男はゆっくりと一行の方を向き、不気味に微笑んだ。
「……また会いましたねぇ〜」
彼は影に隠れた顔をわずかに上げ、楽しげに首を傾げながら、まるで旧友に語りかけるような軽い口調で続けた。
「ふふ……自己紹介が遅れましたね。
私は芦屋 影人。妖栄会の者です。
あなた方特対室の皆さんとは、仙台以来のご縁……いえ、因縁と言った方が正しいでしょうか?
可愛いらしい妖封士さんも、元気そうで何よりです」
その瞬間、雪華の表情がピクリと変わった。
「……あしや……?」
雪華は一瞬だけ、どこか聞き覚えがあるような表情を浮かべたが、すぐに首を軽く振っていつもの明るい調子に戻った。
「まあ、気のせいかしら……」
その瞬間、部下らしき人間の一人が慌てて頭を下げながら口を挟んだ。
「もうすぐ最終段階です、芦屋様」
芦屋の笑顔が一瞬で凍りつき、次の瞬間、激しい怒りが爆発した。
「黙れッ!」
その声は低く、しかし鋭く境内に響き渡り、雪さえ震わせた。
影に隠れた顔が激しく歪み、部下に向かって冷たい視線を突き刺す。
「自己紹介の最中に邪魔をするんじゃない……
お前のような下賤な人間が、私の言葉を遮るなど……許さんぞ!」
芦屋の声は徐々に低くなり、ねっとりとした怨嗟と狂気が混じり始める。
一瞬の激昂の後、すぐに抑え込もうとする不自然な笑顔のギャップが、異様な不気味さを醸し出していた。

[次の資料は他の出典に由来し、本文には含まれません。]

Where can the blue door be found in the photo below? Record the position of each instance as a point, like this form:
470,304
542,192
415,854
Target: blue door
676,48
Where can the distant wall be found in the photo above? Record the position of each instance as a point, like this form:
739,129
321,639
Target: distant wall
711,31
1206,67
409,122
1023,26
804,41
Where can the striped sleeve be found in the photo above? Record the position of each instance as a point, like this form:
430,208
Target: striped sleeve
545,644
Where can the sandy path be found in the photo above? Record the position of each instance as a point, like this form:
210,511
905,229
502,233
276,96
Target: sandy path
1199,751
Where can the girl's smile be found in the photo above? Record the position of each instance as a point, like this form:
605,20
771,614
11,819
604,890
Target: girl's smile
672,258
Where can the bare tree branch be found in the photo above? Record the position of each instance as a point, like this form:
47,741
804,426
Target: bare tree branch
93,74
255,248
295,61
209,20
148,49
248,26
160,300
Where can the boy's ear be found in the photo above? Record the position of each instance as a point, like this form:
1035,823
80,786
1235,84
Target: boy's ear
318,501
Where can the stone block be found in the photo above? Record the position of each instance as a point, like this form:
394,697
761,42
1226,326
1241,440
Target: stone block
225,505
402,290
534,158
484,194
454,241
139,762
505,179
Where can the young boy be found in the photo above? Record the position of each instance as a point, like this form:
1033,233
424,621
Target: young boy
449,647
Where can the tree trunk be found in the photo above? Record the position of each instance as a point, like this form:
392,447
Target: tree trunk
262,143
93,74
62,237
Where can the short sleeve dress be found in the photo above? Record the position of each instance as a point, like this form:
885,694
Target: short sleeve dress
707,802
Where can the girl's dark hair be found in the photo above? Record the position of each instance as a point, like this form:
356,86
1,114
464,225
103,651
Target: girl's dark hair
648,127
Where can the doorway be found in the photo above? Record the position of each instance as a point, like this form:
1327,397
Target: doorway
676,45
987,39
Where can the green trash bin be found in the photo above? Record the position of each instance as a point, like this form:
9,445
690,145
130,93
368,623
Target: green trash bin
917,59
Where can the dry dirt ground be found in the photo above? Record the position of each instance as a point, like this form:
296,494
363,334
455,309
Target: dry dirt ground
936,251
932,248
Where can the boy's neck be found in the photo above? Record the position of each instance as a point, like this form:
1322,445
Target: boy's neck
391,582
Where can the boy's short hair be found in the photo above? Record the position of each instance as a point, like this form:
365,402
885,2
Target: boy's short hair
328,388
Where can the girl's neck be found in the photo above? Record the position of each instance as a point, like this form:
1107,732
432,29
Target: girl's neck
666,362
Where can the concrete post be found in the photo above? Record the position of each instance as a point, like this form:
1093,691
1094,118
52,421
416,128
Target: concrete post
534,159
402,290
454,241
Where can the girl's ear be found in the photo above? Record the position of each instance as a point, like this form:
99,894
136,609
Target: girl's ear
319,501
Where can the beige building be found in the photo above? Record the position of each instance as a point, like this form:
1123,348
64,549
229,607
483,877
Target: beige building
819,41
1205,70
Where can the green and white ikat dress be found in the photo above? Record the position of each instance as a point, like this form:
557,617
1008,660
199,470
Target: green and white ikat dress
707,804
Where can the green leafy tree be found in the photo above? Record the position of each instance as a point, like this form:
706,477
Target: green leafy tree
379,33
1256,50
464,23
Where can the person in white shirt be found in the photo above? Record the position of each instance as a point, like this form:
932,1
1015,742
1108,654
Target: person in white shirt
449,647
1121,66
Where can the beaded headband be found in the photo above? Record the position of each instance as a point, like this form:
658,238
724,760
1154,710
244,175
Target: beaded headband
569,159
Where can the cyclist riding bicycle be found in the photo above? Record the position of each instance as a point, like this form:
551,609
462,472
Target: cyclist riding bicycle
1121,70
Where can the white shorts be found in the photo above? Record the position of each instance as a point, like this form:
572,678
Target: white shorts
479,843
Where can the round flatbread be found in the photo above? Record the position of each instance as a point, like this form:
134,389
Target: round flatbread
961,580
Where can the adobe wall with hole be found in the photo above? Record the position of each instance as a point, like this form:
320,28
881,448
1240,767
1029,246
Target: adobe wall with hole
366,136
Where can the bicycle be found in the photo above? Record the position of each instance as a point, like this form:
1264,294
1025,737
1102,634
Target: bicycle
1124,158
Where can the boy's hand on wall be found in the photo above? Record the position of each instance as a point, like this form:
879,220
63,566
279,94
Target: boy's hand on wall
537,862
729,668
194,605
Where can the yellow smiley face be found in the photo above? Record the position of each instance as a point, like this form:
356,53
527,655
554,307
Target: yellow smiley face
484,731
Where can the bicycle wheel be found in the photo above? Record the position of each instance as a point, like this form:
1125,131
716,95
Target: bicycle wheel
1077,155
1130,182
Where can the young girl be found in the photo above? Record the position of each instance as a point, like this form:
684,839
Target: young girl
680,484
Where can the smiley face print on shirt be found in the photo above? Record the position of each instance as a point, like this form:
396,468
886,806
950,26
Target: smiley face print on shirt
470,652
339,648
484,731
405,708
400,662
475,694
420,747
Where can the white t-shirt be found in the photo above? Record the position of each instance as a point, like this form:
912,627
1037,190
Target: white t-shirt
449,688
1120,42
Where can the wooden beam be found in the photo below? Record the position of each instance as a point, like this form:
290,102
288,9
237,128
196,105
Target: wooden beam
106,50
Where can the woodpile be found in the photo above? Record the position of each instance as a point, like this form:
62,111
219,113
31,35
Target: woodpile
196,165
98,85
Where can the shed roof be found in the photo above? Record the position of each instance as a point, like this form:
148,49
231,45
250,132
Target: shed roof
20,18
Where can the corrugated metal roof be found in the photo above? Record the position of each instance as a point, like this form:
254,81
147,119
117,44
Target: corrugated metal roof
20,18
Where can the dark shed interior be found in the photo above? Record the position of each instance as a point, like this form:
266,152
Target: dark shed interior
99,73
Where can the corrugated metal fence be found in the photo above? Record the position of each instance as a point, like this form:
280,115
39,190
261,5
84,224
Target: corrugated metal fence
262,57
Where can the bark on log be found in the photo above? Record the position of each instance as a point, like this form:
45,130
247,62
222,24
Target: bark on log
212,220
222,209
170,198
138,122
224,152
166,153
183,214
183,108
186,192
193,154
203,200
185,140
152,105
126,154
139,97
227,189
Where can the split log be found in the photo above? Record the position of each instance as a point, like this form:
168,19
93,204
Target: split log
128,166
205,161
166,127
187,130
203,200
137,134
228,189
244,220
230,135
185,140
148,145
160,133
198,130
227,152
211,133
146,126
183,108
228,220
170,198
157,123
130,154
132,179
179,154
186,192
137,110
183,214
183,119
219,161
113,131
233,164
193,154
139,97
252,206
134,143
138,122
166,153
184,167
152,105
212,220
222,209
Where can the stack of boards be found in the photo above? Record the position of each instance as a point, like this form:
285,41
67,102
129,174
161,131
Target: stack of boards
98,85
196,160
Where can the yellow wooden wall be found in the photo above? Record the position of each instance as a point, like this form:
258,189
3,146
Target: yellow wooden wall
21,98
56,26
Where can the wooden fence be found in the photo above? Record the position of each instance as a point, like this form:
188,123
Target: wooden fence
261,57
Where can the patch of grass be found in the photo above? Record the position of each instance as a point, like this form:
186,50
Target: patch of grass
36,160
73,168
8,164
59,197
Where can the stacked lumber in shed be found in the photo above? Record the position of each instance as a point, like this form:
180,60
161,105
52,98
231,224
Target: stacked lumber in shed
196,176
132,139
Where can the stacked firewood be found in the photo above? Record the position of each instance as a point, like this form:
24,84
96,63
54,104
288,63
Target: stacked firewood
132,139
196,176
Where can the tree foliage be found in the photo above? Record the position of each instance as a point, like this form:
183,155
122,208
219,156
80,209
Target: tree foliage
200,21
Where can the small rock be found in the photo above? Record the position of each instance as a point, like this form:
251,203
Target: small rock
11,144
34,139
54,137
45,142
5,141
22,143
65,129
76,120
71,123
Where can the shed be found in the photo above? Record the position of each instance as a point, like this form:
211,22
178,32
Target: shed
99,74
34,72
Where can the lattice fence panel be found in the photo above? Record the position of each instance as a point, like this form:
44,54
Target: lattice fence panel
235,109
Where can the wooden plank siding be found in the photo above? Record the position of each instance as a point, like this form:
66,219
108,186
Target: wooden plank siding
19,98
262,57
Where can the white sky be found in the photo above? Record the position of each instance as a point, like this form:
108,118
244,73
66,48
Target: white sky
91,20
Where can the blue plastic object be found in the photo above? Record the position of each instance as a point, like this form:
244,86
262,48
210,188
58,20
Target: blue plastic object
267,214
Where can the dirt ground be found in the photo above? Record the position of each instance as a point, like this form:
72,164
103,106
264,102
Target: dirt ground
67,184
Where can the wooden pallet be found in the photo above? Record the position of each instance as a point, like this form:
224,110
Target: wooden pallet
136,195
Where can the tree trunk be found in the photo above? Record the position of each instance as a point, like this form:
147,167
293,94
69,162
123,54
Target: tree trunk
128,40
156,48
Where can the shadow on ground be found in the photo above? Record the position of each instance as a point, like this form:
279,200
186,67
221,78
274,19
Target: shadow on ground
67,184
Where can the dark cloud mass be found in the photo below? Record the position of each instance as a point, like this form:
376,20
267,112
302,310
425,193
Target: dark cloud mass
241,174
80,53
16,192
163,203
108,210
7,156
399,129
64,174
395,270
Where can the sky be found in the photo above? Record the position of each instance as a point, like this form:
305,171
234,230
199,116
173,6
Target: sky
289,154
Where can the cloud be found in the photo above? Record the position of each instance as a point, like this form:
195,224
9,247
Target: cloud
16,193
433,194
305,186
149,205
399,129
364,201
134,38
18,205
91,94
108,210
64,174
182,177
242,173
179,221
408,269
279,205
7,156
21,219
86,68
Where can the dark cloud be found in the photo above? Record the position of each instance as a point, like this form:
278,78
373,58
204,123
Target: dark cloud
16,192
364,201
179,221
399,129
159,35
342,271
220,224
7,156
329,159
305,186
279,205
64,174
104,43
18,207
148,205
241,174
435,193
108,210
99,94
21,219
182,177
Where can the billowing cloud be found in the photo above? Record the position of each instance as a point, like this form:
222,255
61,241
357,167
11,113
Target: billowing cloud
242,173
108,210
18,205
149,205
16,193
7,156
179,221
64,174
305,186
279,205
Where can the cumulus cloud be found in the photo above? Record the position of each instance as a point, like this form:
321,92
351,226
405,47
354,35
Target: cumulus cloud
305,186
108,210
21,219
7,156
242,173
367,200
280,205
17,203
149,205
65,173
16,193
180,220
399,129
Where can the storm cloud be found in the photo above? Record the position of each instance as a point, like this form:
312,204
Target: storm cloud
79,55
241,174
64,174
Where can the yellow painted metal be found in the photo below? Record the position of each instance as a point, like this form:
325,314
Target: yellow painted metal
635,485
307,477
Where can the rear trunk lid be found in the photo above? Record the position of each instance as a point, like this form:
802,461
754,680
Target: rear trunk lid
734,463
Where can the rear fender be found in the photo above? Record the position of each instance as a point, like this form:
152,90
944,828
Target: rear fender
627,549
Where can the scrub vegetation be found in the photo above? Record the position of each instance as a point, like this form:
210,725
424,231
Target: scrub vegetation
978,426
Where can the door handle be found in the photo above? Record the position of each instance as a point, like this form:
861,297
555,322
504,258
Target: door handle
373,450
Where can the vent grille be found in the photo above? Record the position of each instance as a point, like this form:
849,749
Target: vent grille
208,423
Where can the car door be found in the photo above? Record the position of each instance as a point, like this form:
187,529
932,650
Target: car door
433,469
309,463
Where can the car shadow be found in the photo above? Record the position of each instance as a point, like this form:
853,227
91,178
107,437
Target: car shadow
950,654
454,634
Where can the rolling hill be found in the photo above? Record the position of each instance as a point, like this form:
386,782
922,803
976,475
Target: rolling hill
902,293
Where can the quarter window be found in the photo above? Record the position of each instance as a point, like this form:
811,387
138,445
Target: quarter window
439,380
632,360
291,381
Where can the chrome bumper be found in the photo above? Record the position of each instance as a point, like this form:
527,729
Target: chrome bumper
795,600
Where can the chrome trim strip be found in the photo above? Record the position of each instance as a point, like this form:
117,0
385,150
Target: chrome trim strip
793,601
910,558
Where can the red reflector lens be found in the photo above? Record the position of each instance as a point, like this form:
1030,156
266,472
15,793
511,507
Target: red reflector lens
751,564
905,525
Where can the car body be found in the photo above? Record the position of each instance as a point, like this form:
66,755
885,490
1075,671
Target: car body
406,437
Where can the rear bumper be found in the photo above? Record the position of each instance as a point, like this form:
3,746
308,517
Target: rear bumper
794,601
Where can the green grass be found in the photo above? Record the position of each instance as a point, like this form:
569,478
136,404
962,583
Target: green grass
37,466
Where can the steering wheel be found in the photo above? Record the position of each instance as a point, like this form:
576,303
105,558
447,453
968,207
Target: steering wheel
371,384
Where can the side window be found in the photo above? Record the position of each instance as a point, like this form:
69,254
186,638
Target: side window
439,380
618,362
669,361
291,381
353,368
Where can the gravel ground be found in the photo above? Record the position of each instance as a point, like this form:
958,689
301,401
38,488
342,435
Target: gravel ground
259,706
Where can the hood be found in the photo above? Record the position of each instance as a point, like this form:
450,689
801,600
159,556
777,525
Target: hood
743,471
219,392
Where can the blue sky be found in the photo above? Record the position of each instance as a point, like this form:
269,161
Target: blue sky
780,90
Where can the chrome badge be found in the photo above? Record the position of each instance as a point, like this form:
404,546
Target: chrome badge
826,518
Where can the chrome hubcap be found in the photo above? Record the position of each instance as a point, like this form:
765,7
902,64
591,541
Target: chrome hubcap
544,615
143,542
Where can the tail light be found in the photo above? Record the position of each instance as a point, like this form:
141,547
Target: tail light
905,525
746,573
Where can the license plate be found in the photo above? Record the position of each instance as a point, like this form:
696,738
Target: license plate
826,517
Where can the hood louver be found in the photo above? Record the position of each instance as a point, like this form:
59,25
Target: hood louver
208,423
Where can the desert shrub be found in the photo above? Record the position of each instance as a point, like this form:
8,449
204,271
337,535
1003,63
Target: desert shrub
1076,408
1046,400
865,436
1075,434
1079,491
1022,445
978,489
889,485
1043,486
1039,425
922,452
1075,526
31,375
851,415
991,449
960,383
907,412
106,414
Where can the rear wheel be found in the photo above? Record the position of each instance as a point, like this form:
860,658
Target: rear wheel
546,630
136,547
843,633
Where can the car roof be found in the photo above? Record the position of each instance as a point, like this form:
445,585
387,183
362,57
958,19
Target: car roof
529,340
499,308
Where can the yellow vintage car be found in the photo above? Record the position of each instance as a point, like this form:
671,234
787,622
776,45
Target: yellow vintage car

まるで仮面が一瞬剥がれ落ちたような、精神の不安定さが露わになる。
部下は体を震わせながら、慌てて頭を深く下げた。
「……申し訳ありません……」
芦屋は再び一行に向き直り、影に隠れた顔で不気味に微笑んだ。
「失礼しました。続きを……」
芦屋の言葉が言い終わる前に、「最終段階」という言葉に即座に反応した。
黒崎がデッドノックを構え、低く唸った。
「くそ……やっぱり妖栄会の仕業か」
御堂も呪符を手に取り、鋭く言った。
「急ぎましょう! ここで止めるんですわ!」
室長はメリケンサックをはめた拳を握りしめ、短く指示を出した。
「戦闘準備。白峰、雪華の指示に従え」
その瞬間、境内の霊的濃度が急激に上昇した。
空気が一瞬で重く淀み、吹雪が不自然に静まり返る。
風の音さえ吸い込まれたような、底冷えする沈黙が戦場を支配した。
白峰の背筋がぞくりと冷えた。
「この感じ……!」
富良野に散っていた雪女の分霊たちが、一斉に境内へと集まり始めたのだ。
吹雪の奥から、次々と白い影が浮かび上がる。
一匹、また一匹と……その数は瞬く間に数十を超え、境内の雪の上を滑るように、ねっとりと密集していく。
白い影たちはまるで磁石に引き寄せられるように、無言で芦屋の周りに集結し、冷たい視線を一斉にこちらへ向ける。
空気が重く淀み、ねばつくような負の気配が、雪の結晶さえ歪めるほど濃密に満ちていく。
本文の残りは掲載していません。